Required Experienced Site Reliability Engineer
AI Engineering's ML-Platform team goal, is to deliver a modern infrastructure and solutions to enhance our Algorithm development life cycle and shorten our delivery times. We are an independent group, consisting of excellent and experienced engineers with diverse skills in algorithms, software, and infrastructure. We strive to implement a DevOps culture allowing our engineers to easily collaborate on large-scale products.
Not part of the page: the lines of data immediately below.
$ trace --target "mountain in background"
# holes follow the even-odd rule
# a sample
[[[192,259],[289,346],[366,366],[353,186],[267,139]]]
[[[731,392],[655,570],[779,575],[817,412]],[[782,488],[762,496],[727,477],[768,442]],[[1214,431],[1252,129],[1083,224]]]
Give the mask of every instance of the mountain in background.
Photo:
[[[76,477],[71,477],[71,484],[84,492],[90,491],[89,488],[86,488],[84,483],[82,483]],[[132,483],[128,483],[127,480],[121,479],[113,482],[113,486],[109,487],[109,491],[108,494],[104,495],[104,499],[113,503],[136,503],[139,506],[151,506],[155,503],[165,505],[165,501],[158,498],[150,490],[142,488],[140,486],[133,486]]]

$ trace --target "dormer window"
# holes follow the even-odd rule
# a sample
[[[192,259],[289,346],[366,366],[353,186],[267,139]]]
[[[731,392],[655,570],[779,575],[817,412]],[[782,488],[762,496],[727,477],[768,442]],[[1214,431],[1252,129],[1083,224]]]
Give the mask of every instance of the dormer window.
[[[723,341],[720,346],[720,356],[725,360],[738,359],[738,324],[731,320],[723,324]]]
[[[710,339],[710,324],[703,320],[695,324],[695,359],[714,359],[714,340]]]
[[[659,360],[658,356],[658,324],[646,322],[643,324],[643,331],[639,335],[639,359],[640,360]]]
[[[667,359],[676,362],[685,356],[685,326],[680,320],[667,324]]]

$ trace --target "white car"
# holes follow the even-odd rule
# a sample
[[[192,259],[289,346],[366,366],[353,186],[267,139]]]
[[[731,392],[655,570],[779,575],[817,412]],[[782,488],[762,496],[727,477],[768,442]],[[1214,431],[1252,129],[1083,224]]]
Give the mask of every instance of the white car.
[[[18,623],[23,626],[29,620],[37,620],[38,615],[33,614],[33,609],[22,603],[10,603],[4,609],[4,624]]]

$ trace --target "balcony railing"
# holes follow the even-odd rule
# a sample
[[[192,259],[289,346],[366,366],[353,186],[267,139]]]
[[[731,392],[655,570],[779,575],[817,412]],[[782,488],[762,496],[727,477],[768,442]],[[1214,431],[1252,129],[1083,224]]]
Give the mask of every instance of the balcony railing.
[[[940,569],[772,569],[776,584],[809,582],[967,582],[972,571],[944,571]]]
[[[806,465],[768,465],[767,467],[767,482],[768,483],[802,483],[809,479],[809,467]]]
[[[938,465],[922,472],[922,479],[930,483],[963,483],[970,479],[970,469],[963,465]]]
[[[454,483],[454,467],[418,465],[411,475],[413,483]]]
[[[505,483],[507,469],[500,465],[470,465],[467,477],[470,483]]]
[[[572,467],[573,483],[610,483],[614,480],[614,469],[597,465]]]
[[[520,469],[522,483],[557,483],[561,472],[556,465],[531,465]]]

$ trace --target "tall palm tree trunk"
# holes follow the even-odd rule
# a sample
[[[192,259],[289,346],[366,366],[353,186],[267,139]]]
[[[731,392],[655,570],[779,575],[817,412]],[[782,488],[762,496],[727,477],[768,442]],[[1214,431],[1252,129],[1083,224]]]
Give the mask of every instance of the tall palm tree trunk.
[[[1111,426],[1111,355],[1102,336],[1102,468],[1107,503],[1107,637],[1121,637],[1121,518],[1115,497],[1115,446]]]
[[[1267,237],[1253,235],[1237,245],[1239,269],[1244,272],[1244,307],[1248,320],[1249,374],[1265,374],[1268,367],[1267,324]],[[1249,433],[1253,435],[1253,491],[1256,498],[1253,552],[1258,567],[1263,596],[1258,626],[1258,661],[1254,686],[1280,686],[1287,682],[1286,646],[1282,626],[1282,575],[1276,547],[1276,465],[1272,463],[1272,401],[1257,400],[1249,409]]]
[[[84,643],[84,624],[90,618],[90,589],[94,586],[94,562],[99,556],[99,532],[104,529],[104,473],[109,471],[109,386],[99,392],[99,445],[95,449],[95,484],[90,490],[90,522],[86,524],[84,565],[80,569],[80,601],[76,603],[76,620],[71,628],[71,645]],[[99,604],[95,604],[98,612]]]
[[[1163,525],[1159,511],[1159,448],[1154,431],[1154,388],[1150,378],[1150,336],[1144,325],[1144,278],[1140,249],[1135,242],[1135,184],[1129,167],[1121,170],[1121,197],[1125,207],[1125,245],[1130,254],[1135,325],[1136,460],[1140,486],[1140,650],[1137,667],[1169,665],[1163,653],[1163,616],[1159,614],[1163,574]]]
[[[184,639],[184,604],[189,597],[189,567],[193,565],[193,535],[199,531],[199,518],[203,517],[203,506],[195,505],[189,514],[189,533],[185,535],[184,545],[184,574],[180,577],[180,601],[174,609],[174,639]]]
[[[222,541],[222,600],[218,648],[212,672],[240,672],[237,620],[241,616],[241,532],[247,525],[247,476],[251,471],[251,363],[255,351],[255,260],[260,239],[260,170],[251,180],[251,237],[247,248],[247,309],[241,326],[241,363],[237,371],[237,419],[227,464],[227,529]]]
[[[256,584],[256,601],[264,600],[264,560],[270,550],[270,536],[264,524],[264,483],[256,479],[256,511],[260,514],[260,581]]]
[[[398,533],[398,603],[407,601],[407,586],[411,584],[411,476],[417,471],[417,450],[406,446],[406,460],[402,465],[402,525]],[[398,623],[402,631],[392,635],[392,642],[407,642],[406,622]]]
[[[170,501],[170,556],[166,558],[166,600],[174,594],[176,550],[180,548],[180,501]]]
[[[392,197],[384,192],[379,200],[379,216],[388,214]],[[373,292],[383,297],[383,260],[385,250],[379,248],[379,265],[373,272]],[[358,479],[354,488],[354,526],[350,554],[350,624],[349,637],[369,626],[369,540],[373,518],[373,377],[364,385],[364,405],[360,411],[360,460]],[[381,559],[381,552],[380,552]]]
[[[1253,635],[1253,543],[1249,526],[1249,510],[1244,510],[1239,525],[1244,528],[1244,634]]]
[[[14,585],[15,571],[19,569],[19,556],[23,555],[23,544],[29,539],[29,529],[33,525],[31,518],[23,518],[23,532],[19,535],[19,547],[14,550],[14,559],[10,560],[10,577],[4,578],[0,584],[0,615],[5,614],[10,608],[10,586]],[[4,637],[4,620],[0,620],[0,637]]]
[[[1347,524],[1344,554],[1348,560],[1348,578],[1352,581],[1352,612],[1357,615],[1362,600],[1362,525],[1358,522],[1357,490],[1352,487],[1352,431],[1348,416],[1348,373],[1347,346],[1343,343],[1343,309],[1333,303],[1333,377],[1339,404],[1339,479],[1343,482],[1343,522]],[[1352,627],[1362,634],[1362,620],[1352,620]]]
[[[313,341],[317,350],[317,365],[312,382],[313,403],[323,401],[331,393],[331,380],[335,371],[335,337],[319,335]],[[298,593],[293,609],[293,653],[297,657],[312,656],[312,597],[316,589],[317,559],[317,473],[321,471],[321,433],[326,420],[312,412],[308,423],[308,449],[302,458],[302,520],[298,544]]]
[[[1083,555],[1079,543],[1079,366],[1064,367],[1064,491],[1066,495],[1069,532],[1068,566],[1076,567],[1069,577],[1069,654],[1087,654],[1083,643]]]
We develop cross-company products that enable the research and deployment of state-of-the-art algorithms.
What will your job look like?
Were looking for a Site Reliability Engineer (SRE) to design, build, and operate the infrastructure powering machine learning development.
You will work on large-scale, distributed Kubernetes cluster, both on-prem and in the cloud, collaborating with IT, cloud engineering, and algorithmic teams.
Owning and evolving our infrastructure-as-code (IaC).
Driving reliability, monitoring, and observability best practices.
Pushing software and hardware integration to its limits to maximize system performance.
Automating and scaling ML workflows with a reliability-first mindset.
Partnering with researchers and developers to improve performance, resilience, and delivery speed.
Participating in incident response, root cause analysis, and postmortems to continuously raise the bar.
This role is ideal for someone who thrives on solving complex infrastructure challenges and enjoys collaborating across disciplines to deliver impact.
Requirements: Strong knowledge of Linux internals and system administration.
Proficiency in Bash scripting and coding in Python and/or Go.
Hands-on experience with Kubernetes and containerized environments.
Experience with at least one major cloud provider (AWS, GCP, Azure, etc.).
Familiarity with Infrastructure as Code (Terraform etc.).
Solid understanding of networking, security, and distributed systems.
Experience with observability tools (Prometheus, Grafana, ELK, OpenTelemetry).
Strong communication, problem-solving, and collaboration skills.
A calm, reliability-first mindset under pressure, with passion for scalable systems.
Advantages:
B.Sc in Computer Science or related field
Contributions to open-source projects.
Experience with backend development & performance best practices.
Familiarity with databases, storage, and data pipeline reliability.
Enjoys exploring and stretching software and hardware systems to their full potential.
This position is open to all candidates.